It is said that we are the Cro-Magnon. Within the statistical variations of human physiognomy if an infant from those scores of thousands of years ago were dropped down and raised amongst us, we would find before us a human being basically indistinguishable from the rest of us. The Cro-Magnon of 50,000 years ago had the body, the brain, the personhood, of ourselves.
Peter Ouspensky (d.1947), writing in his early Gurdjieff years of around 1915, expressed words to the effect that "one could go mad from contemplating an ashtray". I was in my mid 20s when investigating this material. I was surviving as a sculptor in copper, and I imagined Ouspensky in deep contemplation, settled in comfortable surroundings and smoking a cigarette. As he tapped the ash from his cigarette into the copper ashtray at his side he was flooded with intimations of all involved in its seemingly innocuous existence.

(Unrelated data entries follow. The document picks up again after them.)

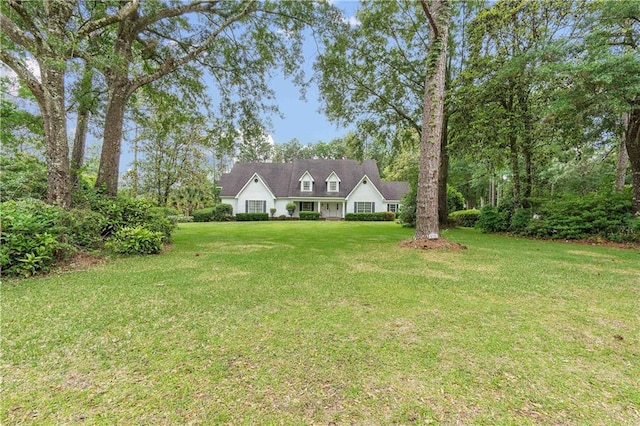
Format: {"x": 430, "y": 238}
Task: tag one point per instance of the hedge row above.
{"x": 309, "y": 216}
{"x": 467, "y": 218}
{"x": 248, "y": 217}
{"x": 371, "y": 217}
{"x": 606, "y": 215}
{"x": 219, "y": 213}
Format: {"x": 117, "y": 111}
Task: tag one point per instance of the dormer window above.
{"x": 333, "y": 182}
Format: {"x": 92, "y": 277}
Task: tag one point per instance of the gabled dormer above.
{"x": 306, "y": 182}
{"x": 333, "y": 182}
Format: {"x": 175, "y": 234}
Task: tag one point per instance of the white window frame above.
{"x": 364, "y": 207}
{"x": 256, "y": 206}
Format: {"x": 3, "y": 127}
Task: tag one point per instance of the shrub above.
{"x": 467, "y": 218}
{"x": 492, "y": 220}
{"x": 606, "y": 215}
{"x": 407, "y": 214}
{"x": 135, "y": 240}
{"x": 369, "y": 217}
{"x": 309, "y": 216}
{"x": 455, "y": 199}
{"x": 291, "y": 208}
{"x": 520, "y": 220}
{"x": 29, "y": 241}
{"x": 246, "y": 217}
{"x": 222, "y": 212}
{"x": 203, "y": 215}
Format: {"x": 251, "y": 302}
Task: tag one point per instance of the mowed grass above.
{"x": 314, "y": 323}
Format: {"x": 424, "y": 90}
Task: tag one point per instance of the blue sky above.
{"x": 303, "y": 120}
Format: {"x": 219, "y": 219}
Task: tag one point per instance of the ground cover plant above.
{"x": 292, "y": 322}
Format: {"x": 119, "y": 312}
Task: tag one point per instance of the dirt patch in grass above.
{"x": 438, "y": 244}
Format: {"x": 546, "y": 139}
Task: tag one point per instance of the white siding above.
{"x": 254, "y": 191}
{"x": 365, "y": 192}
{"x": 232, "y": 201}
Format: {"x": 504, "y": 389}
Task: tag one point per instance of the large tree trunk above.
{"x": 57, "y": 153}
{"x": 109, "y": 169}
{"x": 427, "y": 225}
{"x": 443, "y": 208}
{"x": 79, "y": 144}
{"x": 632, "y": 141}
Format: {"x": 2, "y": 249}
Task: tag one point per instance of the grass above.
{"x": 313, "y": 323}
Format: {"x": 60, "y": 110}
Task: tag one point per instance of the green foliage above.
{"x": 203, "y": 215}
{"x": 407, "y": 214}
{"x": 493, "y": 219}
{"x": 23, "y": 176}
{"x": 246, "y": 217}
{"x": 455, "y": 199}
{"x": 135, "y": 240}
{"x": 605, "y": 215}
{"x": 467, "y": 218}
{"x": 371, "y": 217}
{"x": 309, "y": 216}
{"x": 218, "y": 213}
{"x": 29, "y": 237}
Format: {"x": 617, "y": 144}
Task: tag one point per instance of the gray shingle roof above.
{"x": 283, "y": 179}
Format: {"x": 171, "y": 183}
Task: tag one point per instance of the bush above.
{"x": 135, "y": 240}
{"x": 203, "y": 215}
{"x": 467, "y": 218}
{"x": 29, "y": 241}
{"x": 247, "y": 217}
{"x": 605, "y": 215}
{"x": 370, "y": 217}
{"x": 407, "y": 214}
{"x": 222, "y": 212}
{"x": 309, "y": 216}
{"x": 492, "y": 219}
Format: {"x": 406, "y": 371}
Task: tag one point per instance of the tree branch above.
{"x": 90, "y": 26}
{"x": 170, "y": 64}
{"x": 425, "y": 7}
{"x": 16, "y": 34}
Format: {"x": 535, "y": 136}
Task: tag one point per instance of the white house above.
{"x": 331, "y": 187}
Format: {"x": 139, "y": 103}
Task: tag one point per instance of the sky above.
{"x": 303, "y": 120}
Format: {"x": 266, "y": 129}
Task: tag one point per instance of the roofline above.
{"x": 358, "y": 184}
{"x": 255, "y": 175}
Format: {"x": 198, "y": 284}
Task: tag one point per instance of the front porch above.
{"x": 330, "y": 210}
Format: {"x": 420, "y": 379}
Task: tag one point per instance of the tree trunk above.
{"x": 443, "y": 208}
{"x": 54, "y": 116}
{"x": 427, "y": 225}
{"x": 79, "y": 144}
{"x": 109, "y": 169}
{"x": 623, "y": 160}
{"x": 632, "y": 141}
{"x": 515, "y": 171}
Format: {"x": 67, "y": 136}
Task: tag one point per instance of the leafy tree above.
{"x": 427, "y": 220}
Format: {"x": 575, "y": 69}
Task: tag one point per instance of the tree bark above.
{"x": 623, "y": 159}
{"x": 55, "y": 120}
{"x": 109, "y": 168}
{"x": 632, "y": 141}
{"x": 443, "y": 208}
{"x": 79, "y": 144}
{"x": 427, "y": 225}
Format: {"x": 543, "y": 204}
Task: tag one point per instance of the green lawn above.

Between a Cro-Magnon fascination with a strange and wonderful substance sweated by the rocks from which he'd made his fire pit to the existence of Ouspensky's ashtray lie thousand of years of inspiration and iteration: thousands of years of innovation and intuition and (quite simply) Genius. And this is true of every aspect of modernity.
All the advances in practical solutions to everyday tasks have led to our ever-so modern "fifty dollar-answers-to-five cent-questions" and to fabulous answers to questions that don't even exist.
All of this is the product of Cro-Magnon consciousness.
The sleep of Awareness is undisturbed.